• Sources warn many trusts have just a couple of days’ supply of FFP3 masks
  • Issue raised in recent national PPE calls
  • FFP3 masks crucial for staff performing certain procedures on covid-19 patients
  • Department of Health and Social Care says there are no “overall” shortages

Approximately a third of acute trusts are running low on crucial protective masks going into the weekend, sources have told HSJ.

Many have two days’ stock or less and are not expecting new deliveries over the weekend, according to well placed sources.

A senior local NHS procurement source said the issue of FFP3 masks had been raised in several recent national calls, adding that “supply has dropped off a cliff” over the last two weeks.

Another source involved in coordinating supply said the problem appeared to have surfaced again because of a “lack of new orders arriving… and low confidence in future orders”.

However, some other trusts appear unaffected, saying they had a sufficient supply.

A spokesman for the Department of Health and Social Care denied there were any “overall shortages” of FFP3 masks, and said there was no unmet demand through a national PPE emergency hotline as of 5pm Friday.

He added: ”During this global pandemic, we have been working around the clock to ensure PPE is delivered as quickly as possible to those on the frontline and we have delivered more than 1.75 billion pieces items since the outbreak began.”

FFP3 masks offer a high level of protection and are used by staff performing aerosol-generating procedures on patients with confirmed or suspected covid-19.

The UK government has faced months of criticism over PPE failures, with procurement leads describing to HSJ inadequate and unreliable deliveries on several occasions.

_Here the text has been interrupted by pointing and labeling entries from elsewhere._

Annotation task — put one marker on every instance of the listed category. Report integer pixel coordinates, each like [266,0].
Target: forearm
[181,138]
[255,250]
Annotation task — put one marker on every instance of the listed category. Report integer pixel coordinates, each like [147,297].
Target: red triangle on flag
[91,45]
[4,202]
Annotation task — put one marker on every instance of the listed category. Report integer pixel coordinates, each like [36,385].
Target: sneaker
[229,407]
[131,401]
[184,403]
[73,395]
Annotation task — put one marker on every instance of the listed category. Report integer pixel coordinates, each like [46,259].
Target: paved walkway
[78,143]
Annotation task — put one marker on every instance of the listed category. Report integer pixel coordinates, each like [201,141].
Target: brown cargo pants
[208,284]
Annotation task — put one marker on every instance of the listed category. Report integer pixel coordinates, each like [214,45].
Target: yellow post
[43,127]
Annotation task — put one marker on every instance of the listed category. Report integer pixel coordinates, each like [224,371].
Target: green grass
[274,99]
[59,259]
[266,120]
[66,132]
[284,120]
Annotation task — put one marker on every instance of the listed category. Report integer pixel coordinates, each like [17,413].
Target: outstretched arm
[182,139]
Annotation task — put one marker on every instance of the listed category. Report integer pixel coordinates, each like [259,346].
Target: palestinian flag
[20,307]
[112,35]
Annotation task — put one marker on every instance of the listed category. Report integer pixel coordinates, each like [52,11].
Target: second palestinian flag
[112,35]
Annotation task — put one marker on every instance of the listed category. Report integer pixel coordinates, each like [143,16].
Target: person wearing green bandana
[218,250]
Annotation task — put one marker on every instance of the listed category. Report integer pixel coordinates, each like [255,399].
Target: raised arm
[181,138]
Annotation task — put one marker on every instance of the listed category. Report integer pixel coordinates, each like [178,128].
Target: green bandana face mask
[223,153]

In recent weeks there have been fewer reports of problems, but the shortage of FFP3 has now become severe again for some hospitals.

HSJ has approached the Department of Health and Social Care for comment.

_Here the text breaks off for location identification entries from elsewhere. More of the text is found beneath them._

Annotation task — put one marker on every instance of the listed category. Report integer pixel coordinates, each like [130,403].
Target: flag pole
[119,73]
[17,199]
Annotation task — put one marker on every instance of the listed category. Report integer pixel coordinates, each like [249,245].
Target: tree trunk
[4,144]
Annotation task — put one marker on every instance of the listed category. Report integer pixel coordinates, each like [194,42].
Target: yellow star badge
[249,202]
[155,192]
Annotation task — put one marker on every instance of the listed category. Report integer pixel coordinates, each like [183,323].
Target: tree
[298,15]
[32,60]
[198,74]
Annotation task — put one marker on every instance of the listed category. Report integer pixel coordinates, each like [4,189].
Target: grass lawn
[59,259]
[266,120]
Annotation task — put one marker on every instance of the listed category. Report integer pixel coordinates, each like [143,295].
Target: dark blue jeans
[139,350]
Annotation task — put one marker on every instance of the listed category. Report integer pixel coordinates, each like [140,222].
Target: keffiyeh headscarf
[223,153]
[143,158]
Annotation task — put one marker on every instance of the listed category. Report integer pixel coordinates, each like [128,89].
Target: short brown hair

The government has said it is operating in an intensely competitive global market, and has recently announced several domestic PPE manufacturing deals.

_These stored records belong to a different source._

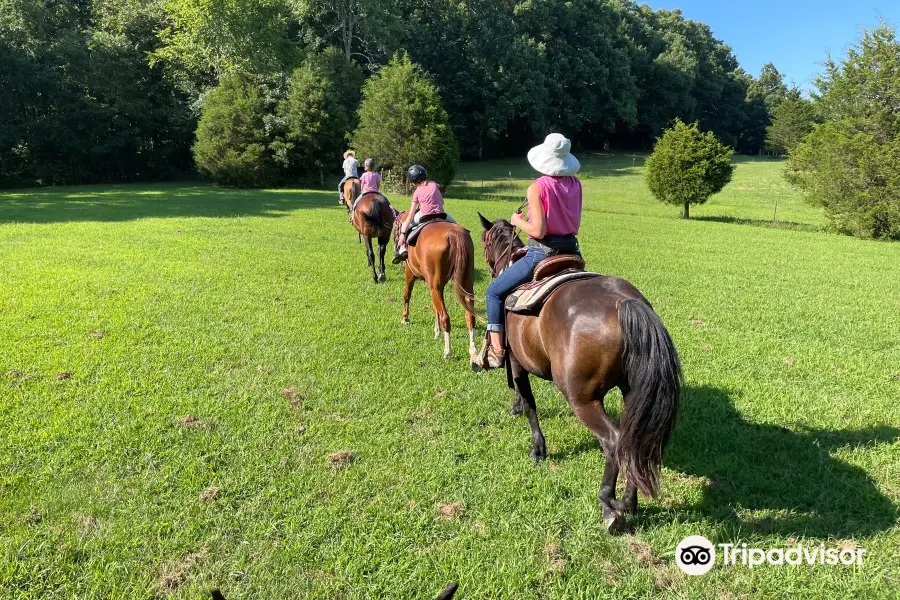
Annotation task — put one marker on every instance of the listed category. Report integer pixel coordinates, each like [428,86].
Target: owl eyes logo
[695,555]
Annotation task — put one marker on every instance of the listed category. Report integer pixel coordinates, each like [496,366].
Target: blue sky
[795,35]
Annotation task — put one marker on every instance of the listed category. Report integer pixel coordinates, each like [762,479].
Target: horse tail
[653,372]
[462,266]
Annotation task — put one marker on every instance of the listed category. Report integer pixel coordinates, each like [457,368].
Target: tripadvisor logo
[696,555]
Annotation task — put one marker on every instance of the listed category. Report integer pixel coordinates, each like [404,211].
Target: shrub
[402,122]
[792,120]
[687,166]
[849,165]
[232,145]
[317,114]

Officials recently banned trusts from bulk-buying their own PPE in an effort to reduce competition and, according to sources, prevent local stockpiling.

PPE supply also remains a concern outside of acute settings. Last week HSJ reported that an online PPE portal for community providers originally expected to fulfil the “bulk” of supply had been relegated to an “emergency top up” service.

Demand for PPE is expected to rise as lockdown eases, pupils return to school and community providers begin seeing more patients in-person.

Updated at 9.45 a.m. on 15/6/20 with a comment from the Department of Health and Social Care.